ジャズの飛躍や滋養と現代ポップの輝きやグルーヴをつなぐ唯一無二のシンガー/クリエイターであるホセ・ジェイムズの新作が届けられた。その表題は、『1978:リベンジ・オブ・ザ・ドラゴン』。そのタイトルが示唆するように昨年作『1978』の続編的な内容を持ち、かつカンフー映画やブラックスプロイテーション映画(1970年代初頭に米国を席巻したアフリカ系アメリカ人を主人公とする映画)からもインスピレーションを受けているという。

興味深いカヴァー群も含むその新作について、彼に様々な問いを投げかけてみた。

    

ホセ・ジェイムズ
1978:リベンジ・オブ・ザ・ドラゴン

――前作『1978』はどんなアルバムだったと思っていますか?

いま振り返ると『1978』はあの時代のクラブ・カルチャー〜特にニューヨークの伝説的なクラブ“スタジオ54”だね〜、そしてマーヴィン・ゲイやリオン・ウェアたち、あとは70年代のブラック・パワー・ムーヴメントといったものに対する自分なりのオマージュが形になったアルバムだと思っているよ。

――それに続く新作『1978:リベンジ・オブ・ザ・ドラゴン』は『1978』の続編的な作品です。
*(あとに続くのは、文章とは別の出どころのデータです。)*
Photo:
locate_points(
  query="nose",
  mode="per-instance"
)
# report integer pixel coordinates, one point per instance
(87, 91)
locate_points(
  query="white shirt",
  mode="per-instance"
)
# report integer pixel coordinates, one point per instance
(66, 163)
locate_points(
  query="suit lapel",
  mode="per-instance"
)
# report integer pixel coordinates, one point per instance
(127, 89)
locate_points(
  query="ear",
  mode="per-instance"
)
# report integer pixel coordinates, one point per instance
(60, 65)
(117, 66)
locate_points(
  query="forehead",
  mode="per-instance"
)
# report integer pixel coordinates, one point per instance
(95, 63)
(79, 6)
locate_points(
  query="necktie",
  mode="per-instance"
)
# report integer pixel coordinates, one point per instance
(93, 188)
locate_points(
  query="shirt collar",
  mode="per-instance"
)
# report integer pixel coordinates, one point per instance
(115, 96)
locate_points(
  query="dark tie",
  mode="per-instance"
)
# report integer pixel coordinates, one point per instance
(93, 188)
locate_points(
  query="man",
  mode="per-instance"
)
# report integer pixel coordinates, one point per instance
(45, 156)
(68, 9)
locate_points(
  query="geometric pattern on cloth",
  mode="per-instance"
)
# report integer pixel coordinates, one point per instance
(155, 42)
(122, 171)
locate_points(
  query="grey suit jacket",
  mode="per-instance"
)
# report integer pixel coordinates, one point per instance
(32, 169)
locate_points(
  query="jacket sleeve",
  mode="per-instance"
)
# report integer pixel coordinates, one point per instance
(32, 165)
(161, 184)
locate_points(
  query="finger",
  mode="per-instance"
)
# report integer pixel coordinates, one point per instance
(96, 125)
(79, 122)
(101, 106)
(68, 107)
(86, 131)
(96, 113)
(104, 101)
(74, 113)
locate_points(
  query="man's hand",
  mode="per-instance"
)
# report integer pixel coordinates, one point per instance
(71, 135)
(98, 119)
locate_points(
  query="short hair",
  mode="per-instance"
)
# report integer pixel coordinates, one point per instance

どうして、そうしたものを作ることにしたのでしょうか。また、今回新たな意図が含まれているとしたら、どういったことになりますか。

『1978』を作ったあとに、まだ言うことがある、と思ったんだ。なぜかというと、それを経て新しい曲が自分の中に生まれ始めていたので、そういう場合はそうした“声”に従うようにしているから。その新たにできたオリジナル4曲と、僕は77年から79年の曲を集めたプレイリストを作っているので、その中から4曲を選んだ。その4曲は、どれもがディスコ・ミュージックに面白い角度からアプローチをしている曲なんだ。

――新曲の中から「トーキョー・デイドリーム」を今作の1曲目に置いた理由を教えてください。

この曲ってすごく映画的だなって僕は思ったし、(ヴォーカリストで妻の)ターリと僕が大好きな東京のファッションとかナイト・ライフ、ジャズ・クラブとかレコード・バー、そういったもののエネルギーがあふれる曲なので、この曲でアルバムを始めたいと思った。というのも、前作はどちらかというと、少しスピリチュアルで抑えめな感じだったので、それとの対比でこれを1曲目にしたんだ。

    

日本に来るたびに魂が新しくなるような気持ちになる

――今回の来日は、その曲のミュージックビデオの撮影のためだそうですね。それはどういった内容になるのでしょうか? クルーは日本人ですか?

クルーは全員日本人。ダンサーも日本人で、六本木をメインに東京各所で撮影したんだ。特に金曜や土曜の夜の高揚を収められたらと思った。“Electrik神社”での撮影シーンは気に入っているし、ラーメン店や居酒屋も出てきて、楽しめると思うよ。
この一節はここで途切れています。